Filmed on a shoestring budget with a truncated two week shooting schedule, the film does a lot with its limited resources. Thanks to a talented young cast, Writer/Director Kristin Peterson’s dialogue always feels fluid and natural. The siblings radiate energy and mischief when they play with each other, and the girls move fluidly between cute, coupley moments and uncomfortable relationship talks, sometimes within a single scene. Whether they’re the boys are running around trying to mend their sister’s leg or the girls let their sex devolve into a passive-aggressive fight, each scene is imbued with a raw realism that carries it through.

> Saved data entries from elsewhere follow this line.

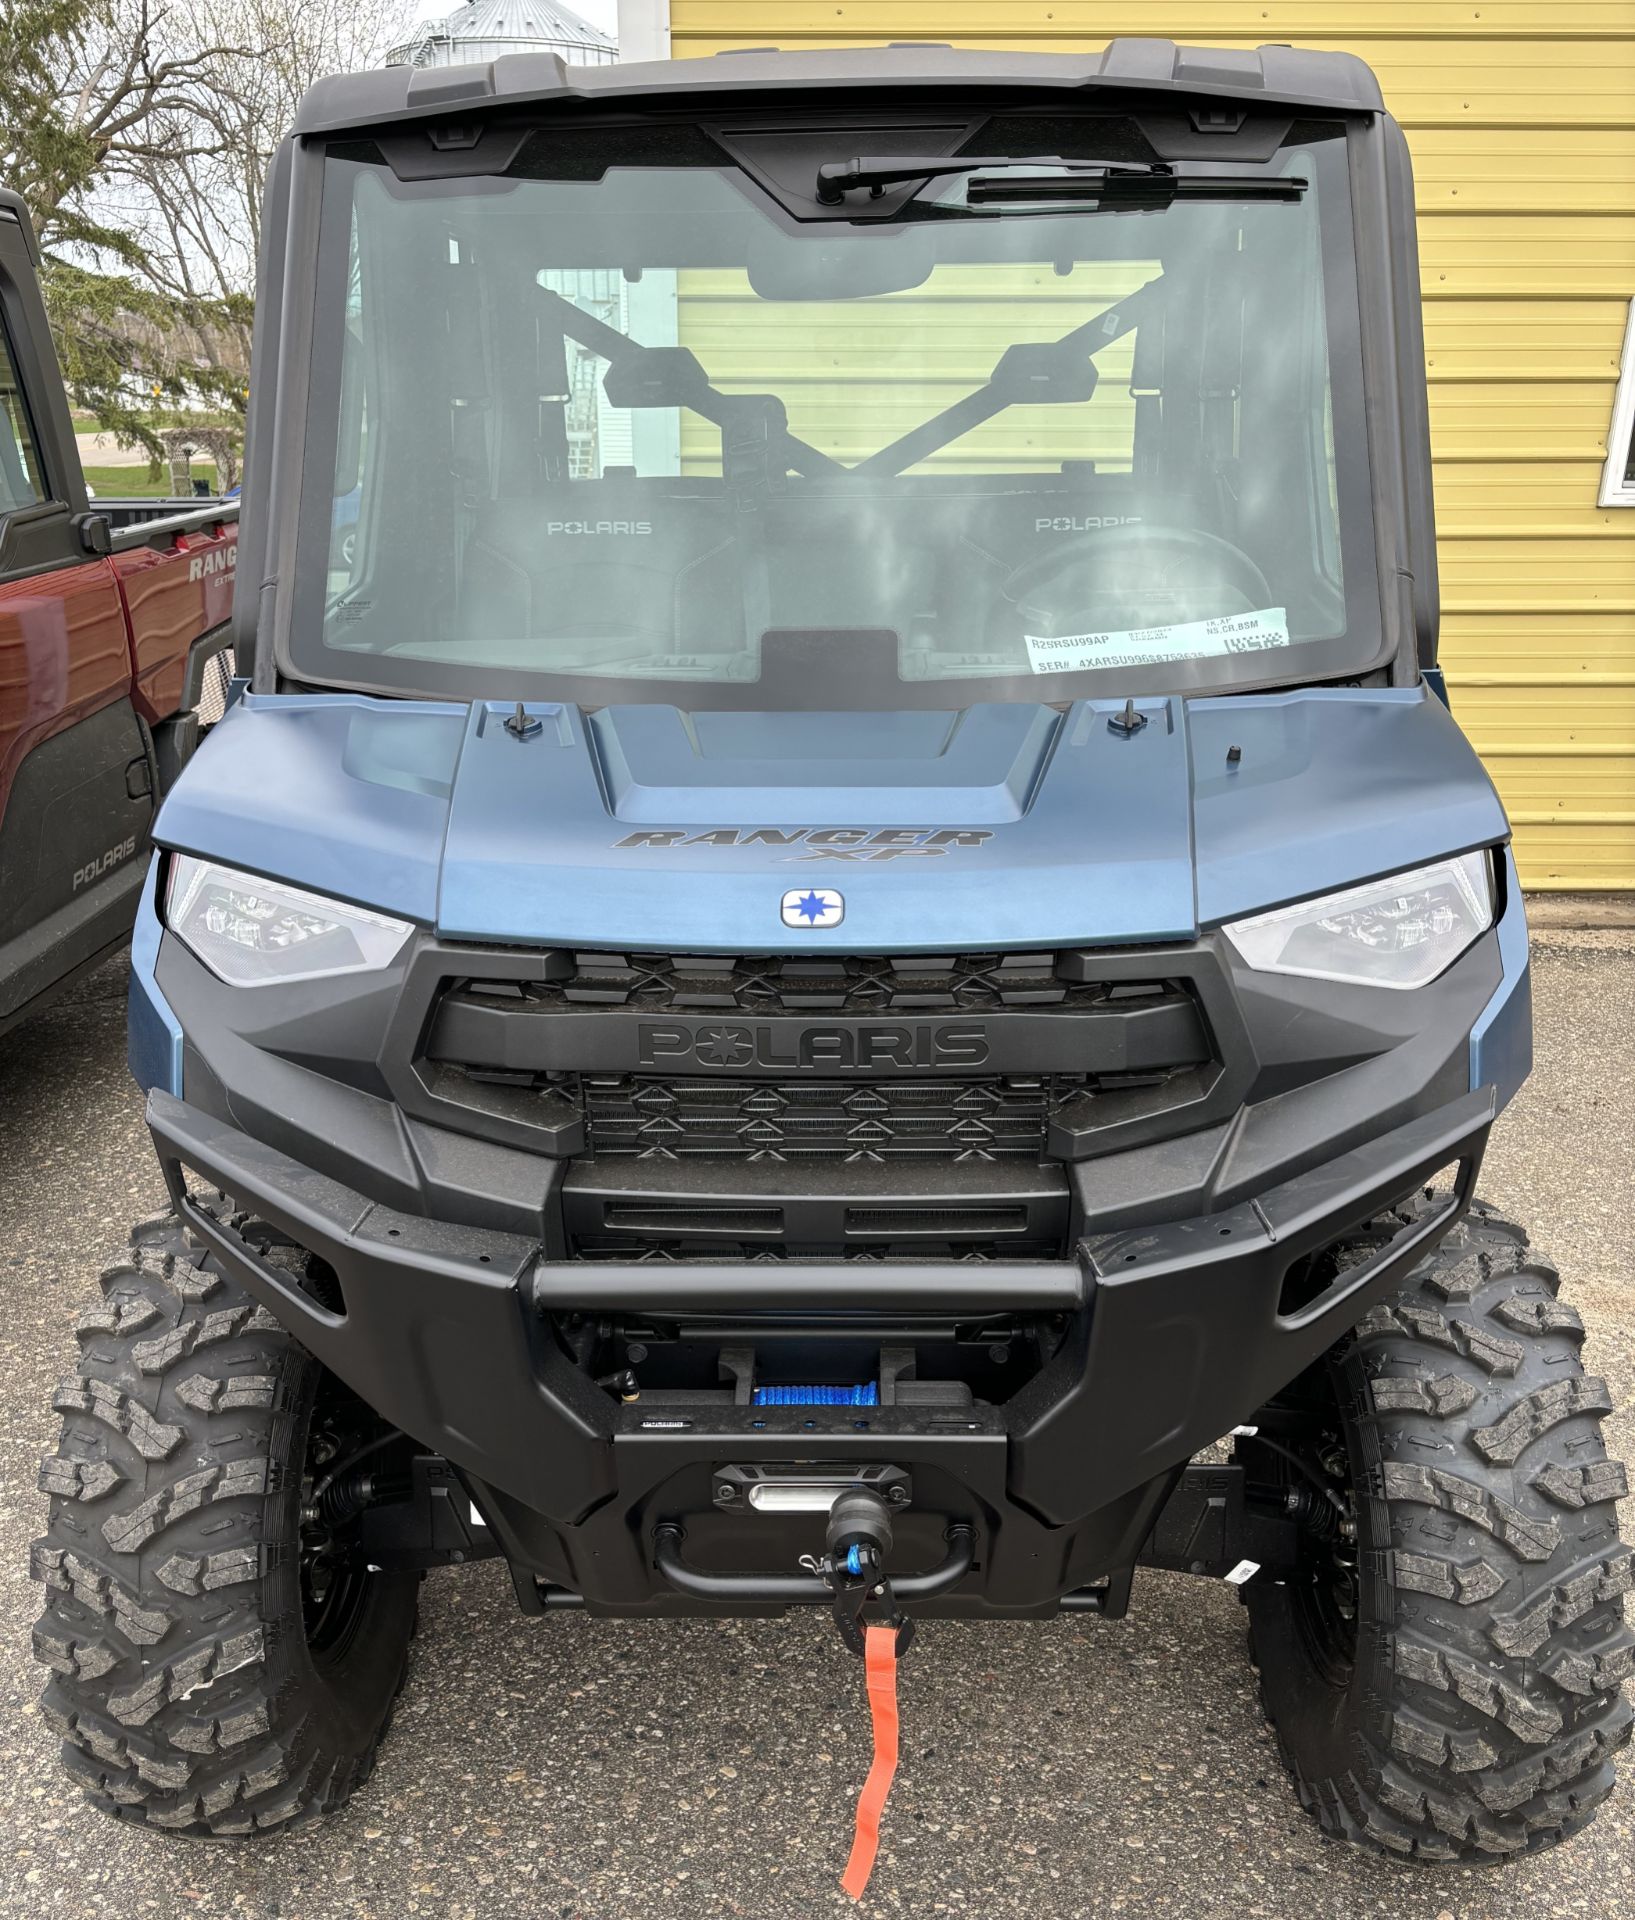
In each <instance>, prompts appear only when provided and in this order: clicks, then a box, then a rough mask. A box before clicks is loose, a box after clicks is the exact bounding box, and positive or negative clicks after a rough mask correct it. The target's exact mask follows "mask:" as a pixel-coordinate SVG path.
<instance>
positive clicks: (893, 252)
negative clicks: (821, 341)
mask: <svg viewBox="0 0 1635 1920" xmlns="http://www.w3.org/2000/svg"><path fill="white" fill-rule="evenodd" d="M935 265H936V255H935V252H933V246H931V234H923V232H913V230H912V228H902V227H892V228H877V230H875V232H848V234H846V236H844V238H837V234H835V228H833V225H825V227H821V228H818V230H814V232H808V234H785V232H775V230H770V228H766V230H762V232H760V234H756V238H754V240H752V242H750V250H748V280H750V286H752V288H754V292H756V294H760V298H762V300H865V298H867V296H871V294H906V292H908V290H910V288H912V286H923V284H925V282H927V280H929V278H931V269H933V267H935Z"/></svg>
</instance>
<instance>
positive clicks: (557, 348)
mask: <svg viewBox="0 0 1635 1920" xmlns="http://www.w3.org/2000/svg"><path fill="white" fill-rule="evenodd" d="M1121 125H1123V123H1109V121H1084V123H1082V127H1080V131H1078V134H1077V144H1075V146H1065V142H1061V132H1059V127H1061V123H1057V132H1055V136H1054V140H1052V146H1050V148H1048V150H1046V152H1048V154H1050V156H1061V154H1063V152H1067V154H1073V156H1077V157H1075V159H1073V161H1071V163H1061V161H1057V165H1054V167H1052V165H1050V161H1040V159H1038V157H1036V156H1038V148H1034V146H1029V144H1017V146H1015V148H1013V150H1011V152H1015V154H1017V156H1021V157H1023V159H1029V163H1025V165H1021V163H1011V161H1007V157H1006V152H1004V150H1000V152H998V157H994V154H996V150H994V144H992V134H988V136H984V138H979V140H975V142H973V144H971V148H969V150H971V152H977V154H983V156H984V161H983V173H952V175H944V177H936V179H927V180H917V182H912V184H906V186H902V184H900V186H892V188H881V186H877V184H875V186H873V198H871V188H869V184H867V182H865V184H864V186H862V188H860V190H856V192H850V194H848V198H846V202H844V205H842V207H841V209H837V215H835V217H829V219H804V221H800V219H794V217H793V215H791V211H789V207H787V205H785V204H781V200H779V198H775V196H773V194H771V192H768V190H766V188H764V186H762V184H758V182H756V180H754V179H752V177H750V173H748V171H745V169H741V167H739V165H735V163H733V159H731V157H729V156H727V152H723V148H720V146H716V144H714V142H712V140H708V138H706V136H704V134H702V132H699V131H693V132H689V134H685V136H683V134H679V132H675V131H668V132H647V131H618V132H614V131H610V129H608V131H604V132H595V134H593V132H589V131H580V132H578V134H574V136H572V138H570V136H564V134H560V132H558V134H545V132H535V134H530V136H522V134H518V136H514V138H512V140H510V142H509V144H510V148H512V152H514V157H512V159H510V165H509V169H507V171H505V173H499V175H470V177H453V179H432V180H415V179H399V175H397V173H395V171H393V169H391V165H388V163H386V159H384V157H382V154H380V152H378V150H376V148H372V146H368V144H357V142H355V144H349V146H345V148H342V150H334V152H332V154H330V157H328V163H326V188H324V228H322V240H320V259H319V348H317V353H315V378H313V388H311V396H313V397H311V415H309V422H307V451H305V474H307V482H305V495H303V505H301V522H299V564H297V603H296V611H294V616H292V641H290V655H292V666H294V670H296V672H297V674H299V676H303V678H309V680H317V682H330V684H345V685H353V687H357V685H363V687H382V689H401V691H418V693H428V695H453V697H457V699H478V697H560V699H572V701H580V703H585V705H597V703H603V701H620V703H629V701H664V703H674V705H683V707H695V708H708V707H766V708H789V707H804V708H818V710H825V708H856V707H871V708H887V707H948V708H952V707H963V705H969V703H973V701H994V699H1002V701H1038V699H1050V701H1061V699H1075V697H1082V695H1098V697H1107V695H1117V697H1121V699H1123V697H1125V695H1128V693H1153V691H1220V689H1230V687H1244V685H1267V684H1297V682H1305V680H1315V678H1326V676H1330V678H1332V676H1339V674H1357V672H1362V670H1366V668H1372V666H1374V664H1378V657H1380V649H1382V636H1380V607H1378V586H1376V574H1374V538H1372V522H1370V507H1368V474H1366V451H1364V426H1362V396H1361V386H1362V380H1361V355H1359V344H1357V290H1355V267H1353V244H1351V230H1349V192H1347V169H1345V140H1343V131H1341V129H1339V127H1338V125H1336V127H1324V125H1313V127H1297V129H1295V131H1293V136H1291V138H1290V140H1288V142H1286V144H1284V148H1282V150H1280V152H1276V154H1274V157H1272V159H1270V161H1263V163H1259V165H1251V167H1244V165H1242V163H1240V161H1234V163H1230V165H1228V163H1205V165H1190V167H1176V177H1180V175H1186V177H1182V179H1176V177H1171V180H1169V182H1167V184H1165V182H1163V180H1159V186H1157V188H1155V190H1151V192H1148V188H1146V184H1144V182H1142V184H1140V186H1136V188H1134V190H1132V182H1130V180H1128V179H1121V180H1117V182H1115V186H1117V188H1121V192H1113V190H1111V188H1107V186H1102V184H1098V179H1096V175H1094V173H1084V177H1082V179H1080V177H1078V175H1077V173H1075V171H1071V169H1075V167H1077V169H1084V159H1086V157H1090V159H1094V157H1098V156H1103V154H1109V152H1113V150H1115V152H1117V156H1119V159H1121V161H1123V165H1130V163H1132V157H1134V161H1140V157H1142V142H1140V134H1136V132H1134V129H1128V131H1126V132H1125V134H1123V136H1121V138H1119V140H1113V132H1117V129H1119V127H1121ZM1109 129H1111V131H1113V132H1109ZM415 138H422V136H415ZM802 138H804V142H806V148H802V150H800V152H806V150H810V152H812V161H810V171H812V173H814V175H816V165H818V161H819V159H827V161H831V163H833V161H835V159H841V161H846V159H850V154H852V152H856V146H858V140H860V136H858V134H856V132H852V134H839V136H835V138H831V140H829V142H818V140H814V136H812V134H810V132H806V134H802ZM900 142H902V136H900V134H898V146H896V152H902V144H900ZM1132 146H1134V156H1132ZM819 148H821V150H819ZM942 150H946V148H942ZM942 150H938V148H933V146H929V144H927V146H921V148H910V154H915V152H942ZM393 152H397V150H393ZM869 165H875V163H869ZM1146 165H1148V171H1151V161H1148V163H1146ZM399 171H403V173H413V171H415V169H413V167H405V165H403V161H401V157H399ZM785 171H789V167H785ZM1159 175H1163V169H1159ZM1205 180H1207V182H1209V186H1207V188H1205V186H1203V184H1201V182H1205ZM883 192H885V194H889V196H892V198H887V200H885V202H881V194H883ZM877 204H885V205H887V209H889V211H887V215H885V217H881V215H879V211H877Z"/></svg>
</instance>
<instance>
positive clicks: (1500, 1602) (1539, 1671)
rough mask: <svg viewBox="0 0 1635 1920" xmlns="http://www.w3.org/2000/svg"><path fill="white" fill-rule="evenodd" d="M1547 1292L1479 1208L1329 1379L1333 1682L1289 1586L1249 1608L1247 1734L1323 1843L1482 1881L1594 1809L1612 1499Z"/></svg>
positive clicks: (1610, 1602)
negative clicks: (1256, 1744) (1249, 1660)
mask: <svg viewBox="0 0 1635 1920" xmlns="http://www.w3.org/2000/svg"><path fill="white" fill-rule="evenodd" d="M1558 1284H1560V1283H1558V1275H1556V1271H1554V1267H1552V1265H1551V1263H1549V1260H1545V1258H1543V1256H1541V1254H1537V1252H1529V1248H1528V1236H1526V1233H1524V1231H1522V1229H1520V1227H1516V1225H1512V1223H1510V1221H1506V1219H1501V1217H1499V1215H1497V1213H1493V1212H1491V1210H1489V1208H1485V1206H1481V1204H1478V1206H1476V1208H1474V1210H1472V1213H1470V1215H1468V1219H1466V1221H1464V1223H1462V1225H1458V1227H1455V1229H1453V1233H1451V1235H1449V1236H1447V1240H1445V1242H1443V1244H1441V1248H1439V1250H1437V1252H1435V1254H1432V1256H1430V1258H1428V1260H1426V1261H1422V1263H1420V1265H1418V1267H1416V1269H1414V1271H1412V1275H1409V1279H1407V1281H1405V1284H1403V1286H1401V1290H1399V1292H1397V1294H1395V1296H1393V1298H1391V1300H1387V1302H1386V1304H1382V1306H1378V1308H1374V1309H1372V1311H1370V1313H1368V1315H1366V1319H1364V1321H1362V1325H1361V1327H1359V1329H1357V1332H1355V1336H1353V1338H1351V1340H1349V1342H1347V1344H1345V1346H1343V1348H1341V1350H1339V1352H1338V1354H1336V1356H1334V1357H1332V1361H1330V1363H1328V1380H1330V1382H1332V1402H1330V1405H1332V1409H1334V1413H1336V1419H1338V1425H1339V1427H1341V1430H1343V1452H1345V1455H1349V1478H1351V1486H1353V1490H1355V1509H1357V1542H1355V1548H1357V1553H1355V1561H1357V1580H1355V1657H1353V1661H1351V1667H1349V1672H1347V1670H1343V1668H1345V1663H1343V1659H1339V1661H1338V1659H1336V1657H1334V1649H1332V1645H1328V1647H1326V1644H1324V1636H1322V1632H1320V1628H1318V1630H1315V1626H1313V1605H1311V1597H1309V1596H1301V1594H1299V1592H1297V1584H1295V1582H1290V1584H1288V1586H1282V1588H1278V1586H1272V1584H1268V1586H1263V1584H1261V1582H1259V1580H1251V1582H1249V1586H1247V1590H1245V1599H1247V1605H1249V1622H1251V1628H1249V1630H1251V1647H1253V1653H1255V1659H1257V1663H1259V1668H1261V1695H1263V1701H1265V1709H1267V1718H1268V1720H1270V1722H1272V1728H1274V1730H1276V1736H1278V1741H1280V1745H1282V1751H1284V1759H1286V1763H1288V1766H1290V1770H1291V1772H1293V1776H1295V1784H1297V1789H1299V1797H1301V1801H1303V1805H1305V1807H1307V1811H1309V1812H1313V1814H1315V1816H1316V1820H1318V1822H1320V1824H1322V1828H1326V1830H1328V1832H1330V1834H1341V1836H1345V1837H1347V1839H1359V1841H1364V1843H1372V1845H1376V1847H1384V1849H1387V1851H1391V1853H1395V1855H1409V1857H1418V1859H1424V1860H1453V1859H1458V1860H1470V1862H1478V1860H1497V1859H1505V1857H1506V1855H1516V1853H1526V1851H1533V1849H1539V1847H1549V1845H1552V1843H1554V1841H1560V1839H1566V1837H1568V1836H1570V1834H1574V1832H1576V1830H1577V1828H1581V1826H1583V1824H1585V1822H1587V1820H1589V1818H1591V1814H1593V1812H1595V1809H1597V1805H1599V1803H1600V1801H1602V1799H1604V1797H1606V1795H1608V1793H1610V1791H1612V1764H1610V1755H1612V1753H1614V1749H1616V1747H1620V1745H1622V1743H1623V1741H1625V1740H1627V1738H1629V1720H1631V1711H1629V1703H1627V1701H1625V1699H1623V1695H1622V1690H1620V1682H1622V1680H1623V1678H1625V1676H1627V1674H1629V1670H1631V1634H1629V1632H1627V1630H1625V1626H1623V1599H1622V1596H1623V1594H1625V1592H1627V1590H1629V1574H1631V1563H1629V1549H1627V1548H1623V1546H1620V1540H1618V1523H1616V1515H1614V1501H1616V1500H1618V1498H1620V1496H1622V1494H1623V1492H1625V1490H1627V1488H1625V1475H1623V1467H1622V1465H1618V1463H1616V1461H1610V1459H1608V1457H1606V1452H1604V1448H1602V1444H1600V1419H1602V1415H1604V1413H1606V1411H1608V1405H1610V1402H1608V1392H1606V1386H1604V1382H1602V1380H1597V1379H1591V1377H1587V1375H1585V1373H1583V1369H1581V1365H1579V1344H1581V1340H1583V1323H1581V1321H1579V1317H1577V1313H1576V1311H1574V1309H1572V1308H1570V1306H1564V1304H1562V1302H1560V1300H1558V1298H1556V1288H1558ZM1251 1450H1253V1442H1247V1448H1245V1457H1249V1452H1251ZM1261 1459H1265V1455H1261Z"/></svg>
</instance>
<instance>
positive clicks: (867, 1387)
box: [752, 1380, 881, 1407]
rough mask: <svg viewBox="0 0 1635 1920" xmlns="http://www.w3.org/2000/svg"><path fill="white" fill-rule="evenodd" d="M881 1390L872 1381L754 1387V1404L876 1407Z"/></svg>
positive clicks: (758, 1406)
mask: <svg viewBox="0 0 1635 1920" xmlns="http://www.w3.org/2000/svg"><path fill="white" fill-rule="evenodd" d="M879 1404H881V1390H879V1384H877V1382H875V1380H864V1384H862V1386H758V1388H756V1390H754V1398H752V1405H756V1407H877V1405H879Z"/></svg>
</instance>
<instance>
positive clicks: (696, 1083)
mask: <svg viewBox="0 0 1635 1920" xmlns="http://www.w3.org/2000/svg"><path fill="white" fill-rule="evenodd" d="M1084 1079H1086V1077H1084V1075H1059V1077H1054V1079H990V1081H871V1083H858V1081H794V1083H787V1085H785V1083H775V1081H756V1079H714V1077H710V1079H704V1077H699V1079H649V1077H643V1075H635V1073H620V1075H581V1077H580V1083H578V1096H580V1102H581V1112H583V1119H585V1146H587V1150H589V1154H591V1156H593V1158H597V1160H614V1158H628V1156H633V1158H639V1160H660V1162H664V1160H670V1162H679V1160H689V1158H693V1156H716V1158H720V1156H725V1158H733V1160H752V1162H768V1164H789V1162H814V1160H829V1162H839V1164H854V1165H867V1164H889V1162H896V1164H902V1162H904V1160H923V1158H927V1156H935V1158H940V1160H946V1162H994V1160H1007V1158H1015V1156H1025V1158H1031V1160H1038V1158H1040V1156H1042V1154H1044V1148H1046V1131H1048V1127H1050V1116H1052V1114H1054V1112H1055V1110H1057V1108H1059V1106H1061V1104H1063V1102H1065V1100H1069V1098H1073V1096H1075V1094H1078V1092H1082V1089H1084Z"/></svg>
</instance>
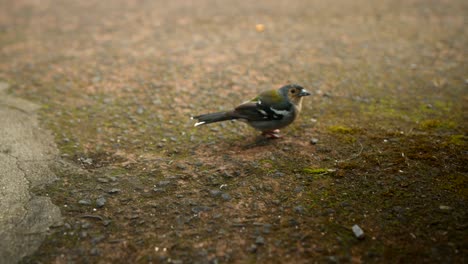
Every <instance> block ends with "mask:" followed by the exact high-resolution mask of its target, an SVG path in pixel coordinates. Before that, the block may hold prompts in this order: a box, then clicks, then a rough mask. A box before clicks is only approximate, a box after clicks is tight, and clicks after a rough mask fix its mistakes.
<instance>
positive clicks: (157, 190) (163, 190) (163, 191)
mask: <svg viewBox="0 0 468 264" xmlns="http://www.w3.org/2000/svg"><path fill="white" fill-rule="evenodd" d="M164 191H165V190H164V189H163V188H154V189H153V192H155V193H163V192H164Z"/></svg>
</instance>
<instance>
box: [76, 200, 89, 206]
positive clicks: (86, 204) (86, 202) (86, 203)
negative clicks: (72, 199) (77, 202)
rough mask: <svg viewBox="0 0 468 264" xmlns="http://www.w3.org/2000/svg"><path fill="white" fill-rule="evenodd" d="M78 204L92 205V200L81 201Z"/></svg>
mask: <svg viewBox="0 0 468 264" xmlns="http://www.w3.org/2000/svg"><path fill="white" fill-rule="evenodd" d="M78 204H81V205H91V200H89V199H83V200H79V201H78Z"/></svg>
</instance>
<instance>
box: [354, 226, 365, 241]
mask: <svg viewBox="0 0 468 264" xmlns="http://www.w3.org/2000/svg"><path fill="white" fill-rule="evenodd" d="M352 229H353V233H354V235H355V236H356V238H358V239H363V238H364V231H363V230H362V229H361V228H360V227H359V226H358V225H353V228H352Z"/></svg>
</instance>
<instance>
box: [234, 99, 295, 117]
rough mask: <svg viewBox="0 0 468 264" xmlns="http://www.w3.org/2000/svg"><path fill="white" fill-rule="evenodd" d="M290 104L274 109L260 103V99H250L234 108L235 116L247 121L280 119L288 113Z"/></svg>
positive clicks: (272, 107)
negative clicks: (259, 99)
mask: <svg viewBox="0 0 468 264" xmlns="http://www.w3.org/2000/svg"><path fill="white" fill-rule="evenodd" d="M289 111H291V106H289V105H288V106H287V107H283V108H280V109H276V108H274V107H270V106H267V105H264V104H262V103H261V101H250V102H246V103H243V104H241V105H239V106H238V107H236V108H235V109H234V111H233V112H234V113H235V115H236V116H238V117H239V118H242V119H246V120H248V121H268V120H281V119H282V118H283V117H284V116H286V115H288V114H289Z"/></svg>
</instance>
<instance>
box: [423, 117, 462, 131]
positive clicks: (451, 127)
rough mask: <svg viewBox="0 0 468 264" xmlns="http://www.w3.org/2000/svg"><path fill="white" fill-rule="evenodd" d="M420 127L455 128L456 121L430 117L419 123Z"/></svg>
mask: <svg viewBox="0 0 468 264" xmlns="http://www.w3.org/2000/svg"><path fill="white" fill-rule="evenodd" d="M419 127H420V128H421V129H423V130H427V129H451V128H455V127H456V124H455V122H451V121H442V120H439V119H428V120H424V121H421V122H420V123H419Z"/></svg>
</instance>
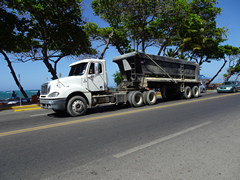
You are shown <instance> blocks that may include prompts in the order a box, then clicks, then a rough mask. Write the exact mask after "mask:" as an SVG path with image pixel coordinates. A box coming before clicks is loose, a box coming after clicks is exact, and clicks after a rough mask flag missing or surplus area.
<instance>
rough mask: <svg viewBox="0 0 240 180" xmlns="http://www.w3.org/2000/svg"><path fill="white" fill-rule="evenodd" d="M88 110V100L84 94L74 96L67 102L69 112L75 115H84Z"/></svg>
mask: <svg viewBox="0 0 240 180" xmlns="http://www.w3.org/2000/svg"><path fill="white" fill-rule="evenodd" d="M86 111H87V101H86V100H85V98H83V97H82V96H74V97H72V98H71V99H70V100H69V101H68V104H67V112H68V114H70V115H71V116H73V117H76V116H81V115H84V114H85V113H86Z"/></svg>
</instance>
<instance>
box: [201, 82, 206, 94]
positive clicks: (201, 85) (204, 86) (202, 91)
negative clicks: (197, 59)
mask: <svg viewBox="0 0 240 180" xmlns="http://www.w3.org/2000/svg"><path fill="white" fill-rule="evenodd" d="M206 91H207V90H206V87H205V86H204V85H203V84H202V83H200V92H201V93H204V92H206Z"/></svg>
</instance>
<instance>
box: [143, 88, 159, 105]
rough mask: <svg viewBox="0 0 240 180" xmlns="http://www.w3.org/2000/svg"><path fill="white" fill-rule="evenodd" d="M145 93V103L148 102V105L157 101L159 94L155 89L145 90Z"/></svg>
mask: <svg viewBox="0 0 240 180" xmlns="http://www.w3.org/2000/svg"><path fill="white" fill-rule="evenodd" d="M143 95H144V102H145V104H148V105H153V104H155V103H156V102H157V94H156V92H155V91H153V90H150V91H147V92H146V91H145V92H144V93H143Z"/></svg>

Where the film suffers is with its story. As interesting and genuine as many of the individual scenes can be, they don’t really add up to a satisfying narrative. Instead, they tend to fall into a repetitive cycle in which the boys act badly, the girls feel things about it, and very little is ever done challenge, change, or even escalate things. Ada and Marissa have a few awkward conversations here and there, but for the most part, Marissa represses her feelings about the accustomed behavior of her siblings, and Ada continues trying to find her place as part of the group. Ultimately, the story never amounts to much more than “a girl tries to fit in with some jerks, feels uncomfortable, then goes home.” While the low-stakes drama definitely has an air of realism to it, the absence of a satisfying story make it hard for the individual scenes to maintain enough cohesiveness to sustain an entire feature.
Verdict: 2 out of 5 stars
At its best, Ringolevio is an impressive achievement of guerilla filmmaking. Consistently strong performances and realistic dialogue go a long way toward overcoming the technical limitations of the film’s budget. The film sets out to explore some interesting themes, from the struggle to belong to the experience of being female in a hyper-masculine space, but a repetitive and low-energy story keeps those themes from ever really amounting to much. The film will appeal to anyone who enjoys lo-fi character studies or is interested in the potential of low-budget filmmaking, but will likely fall flat with wider audiences.